Shared-KV layers: Layers that skip K/V projections and reuse K/V from an earlier layer's cache.
KV cache: Stored K/V tensors from previous tokens, reused during decode to avoid recomputation.
Continuous batching: Server scheduling that inserts new requests into a running batch as slots free up, instead of waiting for all requests to finish.
Prefill: Processing the full prompt through the model. Involves large matrix multiplies.
Decode: Generating tokens one at a time, reusing cached K/V from previous steps.
Ubatch: Microbatch / physical batch. Operational setting that affects execution without changing math.
GEMM: General Matrix Multiply. Matrix × matrix. Dominates prefill compute.
GEMV: General Matrix-Vector Multiply. Matrix × vector.
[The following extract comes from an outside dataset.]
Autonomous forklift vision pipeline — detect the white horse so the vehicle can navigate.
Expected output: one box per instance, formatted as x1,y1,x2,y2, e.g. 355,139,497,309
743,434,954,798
Dominates decode — memory-bound.
Arithmetic intensity: FLOPs per byte of memory traffic. Determines whether an operation is compute-bound or memory-bound.
Machine balance: Peak FLOP/s ÷ peak bytes/s for a given hardware. The threshold between compute-bound and memory-bound.
Perplexity: A metric of how surprised the model is by the data. Lower = model predicts better. Typical LLM scores: 5–8 on wikitext-2.
Quantization: Reducing numerical precision of weights (e.g. FP16 → Q8_0) to save memory and speed up inference.
Repack: Rearranging weight memory layout for faster kernel access patterns.
Roofline model: Performance analysis tool that plots achievable FLOP/s against arithmetic intensity. Divides workloads into memory-bound (below ridge point) and compute-bound (above ridge point) regimes.
TTFT: Time-To-First-Token. The delay between sending a prompt and receiving the first output token. Determined by prefill time.
Prefill interference: When a large prefill operation stalls decode steps for other users in a serving scenario. Mitigated by chunking prefills.
Expert collapse: In MoE, when training causes most tokens to route to the same few experts while others are underused. Prevented by load-balancing loss.
Thread affinity: Pinning each thread to a specific CPU core to avoid cache eviction from thread migration.
BPE: Byte Pair Encoding. The dominant tokenization algorithm. Iteratively merges frequent byte pairs into longer tokens.
Weight tying: Sharing the same weight matrix for the embedding table and the output head. Saves parameters; used in models like Gemma.
d_model: The hidden dimension — the width of the residual stream. Every token is a d_model-dimensional vector throughout the model.
d_head: The per-head dimension. d_head = d_model / n_heads. Each attention head operates in this subspace.
d_ff: The FFN intermediate dimension, typically 3–4× d_model. The FFN expands to d_ff then contracts back to d_model.
SwiGLU / GELU / SiLU: Activation functions used in FFN layers. SwiGLU is a gated variant commonly used in modern LLMs (Llama, Gemma). GELU is used in GPT-2 and DistilGPT-2.
Pre-norm: Applying RMSNorm before each sub-layer (attention, FFN) rather than after. Provides cleaner gradient flow for deep networks. Used by virtually all modern LLMs.